In Scotland, one anti-salmon campaigner regularly manages to persuade the press to publish images of one or two fish that are badly damaged sea lice and then claims that these fish are typical of all the fish in the pen when clearly the evidence of just looking in the pen shows that they are not typical at all. There is no typical or average when it comes to sea lice but the established narrative assumes there is and sadly, this is now reflected in the Government regulation too.

I fully understand that the salmon farming sector needs to cooperate with the regulators but I wonder how long that this can continue before the authorities recognise that there needs to be a new discussion about sea lice and the alleged impacts on wild fish. As can be seen from the next commentary, salmon are in trouble where there is no salmon farming and no associated sea lice.

 

Not rocket science: The Times newspaper has asked why salmon stocks have hit a record low. The short answer is a lack of prey, climate change and pollutions are all having a big impact but the Times says that experts claim that the answer to helping the species thrive ‘are not rocket science’. Given that salmon stocks have been in decline since the early 1970s, this  ‘not rocket science’ doesn’t seem to have worked because wild salmon are certainly not thriving.

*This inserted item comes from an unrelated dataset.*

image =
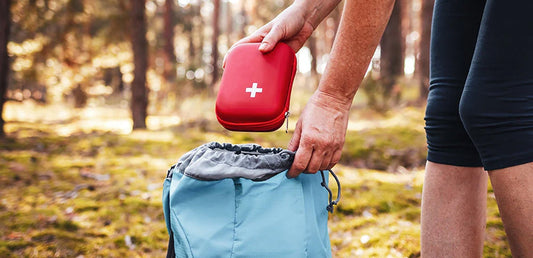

Dylan Roberts, head of fisheries at the Game and Wildlife Conservation Trust, an organisation that believes that field sports (in particular shooting and fishing) can contribute substantially to the conservation of landscape, habitat and wildlife told the Times that the answers to saving salmon in the UK are ‘not rocket science’. Barriers must be removed; rivers rewiggled to create new spawning habitat; farmers should prevent run off  and sewage infrastructure should be improved and trees should be planted to shade rivers and keep waters cool.

Unfortunately, whilst these solutions may be ‘not rocket science’, neither will they do anything to prevent salmon stocks declining further because they do not address the  fundamental issue of why salmon are in decline.

Sadly for salmon, stock changing solutions will never happen whilst those who lead the debate are focussed on salmon fisheries not salmon the fish. The Times also spoke to Dr Janina Gray of Wild Fish who said that we’re definitely eating too much salmon. We are trying to produce a carnivorous fish in mass quantities. It used to be a luxury item now its ubiquitous across menus. Farmed salmon is not a sustainable option. Seemingly wild salmon can become less able to cope with climate change and are genetically weaker by breeding with farm escapers. They can also contract sea lice that are prevalent in wild populations. Unfortunately Dr Gray does not explain how salmon farms in the north of Scotland are responsible for the declines of wild salmon in the south of England. As Salmon Scotland told the Times, Wild Fish’s obsession with salmon farming is doing nothing to tackle the real root causes behind Atlantic salmon’s decline.

As with sea lice, wild salmon’s declines will continue to make the news every year because there is no discussion about the real causes of wild salmon’s problems. Until such a time this happens, the wild fisheries sector will continue to pat themselves on the back when a barrier is removed or a few trees planted telling themselves what a good job they are doing meanwhile, they are unknowingly waving farewell to salmon from UK rivers forever.